How has the history of political, economic, and ideological change altered
social relations, societal conditions and their biological effects?
These are some of the more encompassing questions for the IHB. The biological
reflections of social history can raise unexpected questions, fill gaps
in historical information, or strengthen the documentary and archaeological
record by the peculiar authority of biological evidence. |
|
The
IHB also provides an intellectual space for a critique of human biological
theory and method. Culture does not only influence the organisms
we study. Culture influences the professions of human biology
and the ways their practitioners think about biology and society.

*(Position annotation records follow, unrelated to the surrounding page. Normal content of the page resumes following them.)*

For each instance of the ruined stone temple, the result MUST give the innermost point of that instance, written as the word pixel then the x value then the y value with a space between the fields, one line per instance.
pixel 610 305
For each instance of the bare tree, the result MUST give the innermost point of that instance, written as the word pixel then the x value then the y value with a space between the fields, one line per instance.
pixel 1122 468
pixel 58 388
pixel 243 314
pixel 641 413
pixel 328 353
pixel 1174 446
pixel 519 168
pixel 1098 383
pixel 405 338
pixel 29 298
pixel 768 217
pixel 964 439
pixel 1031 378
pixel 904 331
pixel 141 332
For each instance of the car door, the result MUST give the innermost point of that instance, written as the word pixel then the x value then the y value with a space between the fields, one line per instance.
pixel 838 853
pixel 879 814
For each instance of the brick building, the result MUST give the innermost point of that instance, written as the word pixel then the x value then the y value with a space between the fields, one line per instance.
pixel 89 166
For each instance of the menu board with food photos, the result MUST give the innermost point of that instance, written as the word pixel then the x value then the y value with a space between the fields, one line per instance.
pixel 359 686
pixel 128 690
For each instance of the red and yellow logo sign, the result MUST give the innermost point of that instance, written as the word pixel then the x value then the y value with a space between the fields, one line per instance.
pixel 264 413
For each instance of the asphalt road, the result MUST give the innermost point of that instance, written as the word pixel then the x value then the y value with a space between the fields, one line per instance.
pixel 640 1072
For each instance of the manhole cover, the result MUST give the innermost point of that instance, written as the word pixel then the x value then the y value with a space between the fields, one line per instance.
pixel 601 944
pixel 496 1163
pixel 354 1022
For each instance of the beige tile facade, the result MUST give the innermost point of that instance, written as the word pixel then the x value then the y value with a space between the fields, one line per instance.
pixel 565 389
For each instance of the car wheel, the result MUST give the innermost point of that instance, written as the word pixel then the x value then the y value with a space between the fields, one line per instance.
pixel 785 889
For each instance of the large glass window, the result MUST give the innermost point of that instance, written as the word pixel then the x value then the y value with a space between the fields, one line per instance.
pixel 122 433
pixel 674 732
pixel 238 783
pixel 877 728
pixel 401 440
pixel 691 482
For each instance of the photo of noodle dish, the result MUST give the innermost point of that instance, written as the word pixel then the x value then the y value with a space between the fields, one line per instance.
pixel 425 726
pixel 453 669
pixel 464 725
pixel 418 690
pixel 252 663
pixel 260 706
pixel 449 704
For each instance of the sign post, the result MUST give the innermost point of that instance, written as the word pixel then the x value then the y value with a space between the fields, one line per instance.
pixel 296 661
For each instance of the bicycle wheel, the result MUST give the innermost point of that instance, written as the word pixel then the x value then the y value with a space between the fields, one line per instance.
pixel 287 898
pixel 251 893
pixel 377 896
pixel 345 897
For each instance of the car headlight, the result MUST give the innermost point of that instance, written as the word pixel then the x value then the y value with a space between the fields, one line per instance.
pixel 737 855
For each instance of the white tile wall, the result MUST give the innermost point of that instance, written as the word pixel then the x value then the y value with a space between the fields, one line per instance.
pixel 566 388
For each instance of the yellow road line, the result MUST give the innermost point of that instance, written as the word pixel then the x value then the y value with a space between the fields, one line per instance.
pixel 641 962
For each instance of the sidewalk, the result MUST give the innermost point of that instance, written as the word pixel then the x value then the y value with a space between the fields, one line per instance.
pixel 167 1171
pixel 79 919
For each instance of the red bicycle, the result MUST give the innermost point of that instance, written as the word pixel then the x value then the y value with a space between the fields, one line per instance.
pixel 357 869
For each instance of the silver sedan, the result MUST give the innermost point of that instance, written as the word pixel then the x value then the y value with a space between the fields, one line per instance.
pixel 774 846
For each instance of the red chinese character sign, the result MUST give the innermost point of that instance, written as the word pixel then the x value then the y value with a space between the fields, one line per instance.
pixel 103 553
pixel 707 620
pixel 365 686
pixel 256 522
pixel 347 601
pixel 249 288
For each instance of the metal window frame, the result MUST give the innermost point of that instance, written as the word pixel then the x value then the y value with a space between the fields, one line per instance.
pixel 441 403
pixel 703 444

The history of biological thought is replete with changing political,
economic, and ideological influences. Thus the Institute seeks
to foster “new ways” of understanding biological variation and change
partly by encouraging researchers to be considerate of the cultural
assumptions and motivations involved in research design.
Equally important, scrutiny of scientific racism, sexism, classism,
and other apologetic ideologies opens dialogue on an expanded range
of societal possibilities that may strengthen the democratic or humanistic
development of the world in which we live.